Il mondo arabo, nel complesso, forse per motivi antropologici, ha spesso mostrato scarsa capacità di coordinamento e organizzazione.
Senza la forza economica derivata dal petrolio a favore degli arabi, Israele avrebbe forse potuto spingersi ad occupare gran parte della penisola arabica.
Probabilmente la strategia politica dei paesi più sviluppati è stata quella di Cossiga per le manifestazioni di piazza.
 

danny

Utente di lunga data
Prendo ad esempio questo, ma tutti i tuoi interventi sono da applausi.

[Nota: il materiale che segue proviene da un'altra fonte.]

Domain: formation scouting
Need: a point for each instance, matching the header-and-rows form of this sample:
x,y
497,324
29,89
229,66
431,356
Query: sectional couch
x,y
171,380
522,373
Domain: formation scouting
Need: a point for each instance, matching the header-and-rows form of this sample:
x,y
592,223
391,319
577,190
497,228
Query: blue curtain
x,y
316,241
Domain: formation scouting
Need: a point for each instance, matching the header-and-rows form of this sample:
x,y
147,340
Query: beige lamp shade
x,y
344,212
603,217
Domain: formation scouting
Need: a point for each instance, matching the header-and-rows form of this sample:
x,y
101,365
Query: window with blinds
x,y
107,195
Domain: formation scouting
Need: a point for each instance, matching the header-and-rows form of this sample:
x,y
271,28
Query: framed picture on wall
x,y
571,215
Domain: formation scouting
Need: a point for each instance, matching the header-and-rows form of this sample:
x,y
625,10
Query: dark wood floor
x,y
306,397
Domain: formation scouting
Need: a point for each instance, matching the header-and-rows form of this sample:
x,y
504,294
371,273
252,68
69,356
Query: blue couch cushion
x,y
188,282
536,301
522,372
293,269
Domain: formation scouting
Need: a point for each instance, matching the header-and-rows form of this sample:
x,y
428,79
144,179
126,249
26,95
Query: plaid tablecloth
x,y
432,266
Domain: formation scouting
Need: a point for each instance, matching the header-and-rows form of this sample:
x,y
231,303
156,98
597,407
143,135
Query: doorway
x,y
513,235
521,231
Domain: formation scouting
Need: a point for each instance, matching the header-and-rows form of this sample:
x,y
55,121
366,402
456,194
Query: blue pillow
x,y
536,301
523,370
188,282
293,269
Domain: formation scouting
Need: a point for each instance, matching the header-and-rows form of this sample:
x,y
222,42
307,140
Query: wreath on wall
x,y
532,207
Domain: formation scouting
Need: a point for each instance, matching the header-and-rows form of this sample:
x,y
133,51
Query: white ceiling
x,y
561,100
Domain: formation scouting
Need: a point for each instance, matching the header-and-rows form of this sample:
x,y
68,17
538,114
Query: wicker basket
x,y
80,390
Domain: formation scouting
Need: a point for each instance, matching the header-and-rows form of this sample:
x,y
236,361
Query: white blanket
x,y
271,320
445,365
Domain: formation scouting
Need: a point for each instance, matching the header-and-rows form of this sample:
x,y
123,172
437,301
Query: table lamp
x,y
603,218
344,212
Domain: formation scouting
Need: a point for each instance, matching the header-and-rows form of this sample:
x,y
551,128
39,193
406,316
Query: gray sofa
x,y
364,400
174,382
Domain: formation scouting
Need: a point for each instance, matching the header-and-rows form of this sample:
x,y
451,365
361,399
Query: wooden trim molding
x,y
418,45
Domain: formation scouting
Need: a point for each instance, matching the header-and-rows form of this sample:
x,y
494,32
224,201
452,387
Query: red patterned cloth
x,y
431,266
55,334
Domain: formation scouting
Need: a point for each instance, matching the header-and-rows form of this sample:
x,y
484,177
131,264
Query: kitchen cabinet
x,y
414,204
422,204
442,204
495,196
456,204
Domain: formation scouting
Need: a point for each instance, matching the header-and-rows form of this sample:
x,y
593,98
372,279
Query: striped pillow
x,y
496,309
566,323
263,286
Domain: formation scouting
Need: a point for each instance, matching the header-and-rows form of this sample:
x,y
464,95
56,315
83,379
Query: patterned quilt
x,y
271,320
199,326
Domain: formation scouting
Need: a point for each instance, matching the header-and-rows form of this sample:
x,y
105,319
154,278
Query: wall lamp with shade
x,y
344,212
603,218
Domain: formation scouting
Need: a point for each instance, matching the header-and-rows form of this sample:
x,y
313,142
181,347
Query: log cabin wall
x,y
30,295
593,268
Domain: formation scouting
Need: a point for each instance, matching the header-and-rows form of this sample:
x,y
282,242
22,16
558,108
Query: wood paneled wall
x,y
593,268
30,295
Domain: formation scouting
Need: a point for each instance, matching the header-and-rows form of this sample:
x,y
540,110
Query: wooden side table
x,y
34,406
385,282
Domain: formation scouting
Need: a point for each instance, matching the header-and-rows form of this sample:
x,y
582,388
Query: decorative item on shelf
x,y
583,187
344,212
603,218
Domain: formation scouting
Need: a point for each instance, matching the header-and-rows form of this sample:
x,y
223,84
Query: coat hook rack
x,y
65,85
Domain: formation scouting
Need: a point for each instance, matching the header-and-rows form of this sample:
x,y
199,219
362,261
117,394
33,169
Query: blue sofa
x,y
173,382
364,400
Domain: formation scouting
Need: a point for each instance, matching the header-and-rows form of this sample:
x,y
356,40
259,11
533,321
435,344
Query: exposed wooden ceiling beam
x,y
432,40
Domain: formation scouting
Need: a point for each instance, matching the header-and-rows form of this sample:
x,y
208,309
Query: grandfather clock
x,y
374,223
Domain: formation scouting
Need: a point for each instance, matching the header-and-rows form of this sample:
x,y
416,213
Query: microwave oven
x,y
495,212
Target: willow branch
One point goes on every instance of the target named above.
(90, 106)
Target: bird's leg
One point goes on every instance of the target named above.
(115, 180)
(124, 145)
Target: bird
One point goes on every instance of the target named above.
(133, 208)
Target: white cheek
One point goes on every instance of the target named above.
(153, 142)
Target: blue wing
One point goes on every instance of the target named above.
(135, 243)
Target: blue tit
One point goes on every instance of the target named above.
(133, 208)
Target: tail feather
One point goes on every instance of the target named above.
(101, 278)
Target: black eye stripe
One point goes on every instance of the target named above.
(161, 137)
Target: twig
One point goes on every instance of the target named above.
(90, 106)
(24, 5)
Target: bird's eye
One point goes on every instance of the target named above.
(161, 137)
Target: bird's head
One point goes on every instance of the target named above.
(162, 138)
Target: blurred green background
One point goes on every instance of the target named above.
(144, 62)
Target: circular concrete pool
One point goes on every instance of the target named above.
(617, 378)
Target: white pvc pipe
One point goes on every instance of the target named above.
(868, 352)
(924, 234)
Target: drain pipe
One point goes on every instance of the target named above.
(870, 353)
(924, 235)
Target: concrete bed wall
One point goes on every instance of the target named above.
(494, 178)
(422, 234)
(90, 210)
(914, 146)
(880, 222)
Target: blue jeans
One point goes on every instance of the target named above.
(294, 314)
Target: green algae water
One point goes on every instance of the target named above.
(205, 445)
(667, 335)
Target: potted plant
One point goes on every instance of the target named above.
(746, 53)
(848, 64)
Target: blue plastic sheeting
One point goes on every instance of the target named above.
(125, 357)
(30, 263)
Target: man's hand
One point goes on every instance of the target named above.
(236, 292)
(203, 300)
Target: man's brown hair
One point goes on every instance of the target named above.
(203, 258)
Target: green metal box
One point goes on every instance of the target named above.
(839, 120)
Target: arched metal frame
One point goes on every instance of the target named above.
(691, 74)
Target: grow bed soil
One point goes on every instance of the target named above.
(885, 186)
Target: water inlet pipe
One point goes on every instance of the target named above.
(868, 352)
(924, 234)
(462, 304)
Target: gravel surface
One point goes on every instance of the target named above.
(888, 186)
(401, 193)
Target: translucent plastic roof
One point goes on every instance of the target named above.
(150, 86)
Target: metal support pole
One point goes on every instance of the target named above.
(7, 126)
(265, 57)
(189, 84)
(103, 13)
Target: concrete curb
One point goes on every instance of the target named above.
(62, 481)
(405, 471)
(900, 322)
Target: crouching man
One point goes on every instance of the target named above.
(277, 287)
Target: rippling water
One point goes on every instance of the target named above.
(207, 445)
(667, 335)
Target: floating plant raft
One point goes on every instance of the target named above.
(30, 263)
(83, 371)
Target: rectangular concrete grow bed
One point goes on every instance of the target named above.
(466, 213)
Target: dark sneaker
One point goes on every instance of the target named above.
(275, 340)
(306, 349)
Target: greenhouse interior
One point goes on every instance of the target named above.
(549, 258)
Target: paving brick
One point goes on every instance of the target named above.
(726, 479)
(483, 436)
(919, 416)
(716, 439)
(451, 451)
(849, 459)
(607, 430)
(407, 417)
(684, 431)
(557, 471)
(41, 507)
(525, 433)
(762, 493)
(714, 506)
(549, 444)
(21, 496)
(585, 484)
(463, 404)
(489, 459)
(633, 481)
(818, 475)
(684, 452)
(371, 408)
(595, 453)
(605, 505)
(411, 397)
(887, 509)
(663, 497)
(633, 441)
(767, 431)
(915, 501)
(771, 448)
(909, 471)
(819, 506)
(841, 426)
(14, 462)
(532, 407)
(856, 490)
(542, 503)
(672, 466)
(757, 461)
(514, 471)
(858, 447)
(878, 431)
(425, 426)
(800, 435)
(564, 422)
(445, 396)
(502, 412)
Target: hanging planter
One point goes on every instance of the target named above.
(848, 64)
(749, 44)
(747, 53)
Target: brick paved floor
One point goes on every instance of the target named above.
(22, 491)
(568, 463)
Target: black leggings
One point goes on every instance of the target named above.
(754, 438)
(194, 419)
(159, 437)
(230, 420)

Sono totalmente in sintonia.

Mi faccio più di una domanda su tutte queste persone pronte a riempire le piazze o stracciarsi le vesti sul forum per la situazione palestinese, che per carità è assolutamente drammatica, ma sul perché non facciano altrettanto per quanto succede dal 2023 in Sudan , dove le vittime sono tra le 60.000 e le 120.000 , gli sfollati 11 milioni e vi do una notizia , il 50% di questi sfollati sono bambini. Il Darfur per più di un decennio (prima del 2023 ), ha subito combattimenti genocidari ed in questi ultimi due anni a Khartoum sono continuamente bombardati i civili, vengono reclutati bambini, la popolazione è flagellata dalla fame e da stupri di massa. Mai vista nessuna manifestazione di piazza; evidentemente le vite dei bimbi in Sudan valgono meno.

Non ho visto particolare solidarietà a dire il vero nemmeno ai tempi della guerra in Siria, che era si una guerra civile, ma sul campo si sono avvicendati tutti i grandi attori mondiali con varie milizie ed eserciti paramilitari, ma sono morti almeno 250.000 civili, (stime Onu) , altre stime dicono 500.00 morti e 12 milioni di sfollati, un vero e proprio massacro, ma non ho ricordo di nessuna Flotilla, chissà come mai ..eppure la terribile agonia che ha subito Aleppo grida ancora vergogna, andatevi a leggere i numerosi reportage di Quirico.
Come non ho mai visto nessuna solidarietà per le centinaia di donne rapite da Boko Haram e tenute in condizioni disumane, vittime di stupri, costrette a partorire bimbi che verranno cresciuti con i precetti dell'Islam e poi mandati in guerra da piccolissimi..

Tutte le "guerre sono sporche" cit. (Ettore Mo' altro grande inviato di guerra), e sono guidate da interessi che poco hanno a che vedere con le popolazioni che le subiscono, ma sono sempre più sconcertata da come vengano manovrate in Italia dalla comunicazione con complicità di vecchie inimicizie e di movimenti pseudopolitici che ancora hanno l'interesse a movimentare le piazze, ci sono tante strane manovre...
Senza contare gli equilibri fragilissimi dell'area, tipo quello dei Drusi in Siria.
Siamo di fronte a una specie di puzzle di stati e popolazioni che rende difficile la gestione delle controversie non appena si interviene in qualche modo.